Solusi untuk menghilangkan minder adalah membiasakan anak untuk bergaul dengan orang lain. Baik dengan cara meminta teman untuk sering datang ke rumah atau sering menemani orang tua saat berkunjung ke rumah saudara atau keluarganya. Atau bisa juga dengan cara meminta mereka untuk mengajak bicara langsung orang yang berada di hadapannya, baik itu orang dewasa maupun anak kecil. Pembiasaan ini, biidznillah, akan melemahkan rasa minder dalam diri anak dan akan menumbuhkan rasa percaya diri, serta mendorong mereka untuk senantiasa berbicara yang benar dan tidak takut celaan.

Berikut ini adalah beberapa hadits Nabi Shallallahu ‘alaihi wasallam dan sejarah para pendahulu shalih, memberikan keteladanan kepada orang tua dan pendidik tentang cara mendidik anak agar memiliki keberanian dan bisa menghilangkan rasa minder dalam diri.

1. Diriwayatkan oleh Bukhari dan selainnya dari hadits Abdullah bin Umar –ketika itu Abdullah bin Umar belum dewasa- bahwa beliau bersabda: “Sesungguhnya di antara pohon itu ada yang daunnya tidak jatuh dan pohon itu adalah perumpamaan seorang muslim. Pohon apakah itu?” Orang-orang pun mengira bahwa pohon tersebut adalah pohon di lembah.

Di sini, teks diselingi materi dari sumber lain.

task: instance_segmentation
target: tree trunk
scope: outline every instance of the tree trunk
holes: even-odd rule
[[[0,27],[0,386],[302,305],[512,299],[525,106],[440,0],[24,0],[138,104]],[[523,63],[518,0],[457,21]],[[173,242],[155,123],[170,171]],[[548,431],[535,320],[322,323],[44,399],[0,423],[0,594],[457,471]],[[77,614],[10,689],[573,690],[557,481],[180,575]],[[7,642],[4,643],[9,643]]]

Abdullah berkata, “Aku telah mengira bahwa pohon itu adalah pohon kurma, tetapi aku malu mengatakannya.” Orang-orang berkata, “Terangkan kepada kami pohon apakah itu, wahai Rasulullah?” Beliau menjawab, “Itulah pohon kurma.”

Dalam riwayat lain disebutkan bahwa Ibnu Umar mengatakan, “Sebenarnya aku hendak mengatakan bahwa pohon itu adalah pohon kurma, tetapi aku adalah anak yang paling kecil saat itu.”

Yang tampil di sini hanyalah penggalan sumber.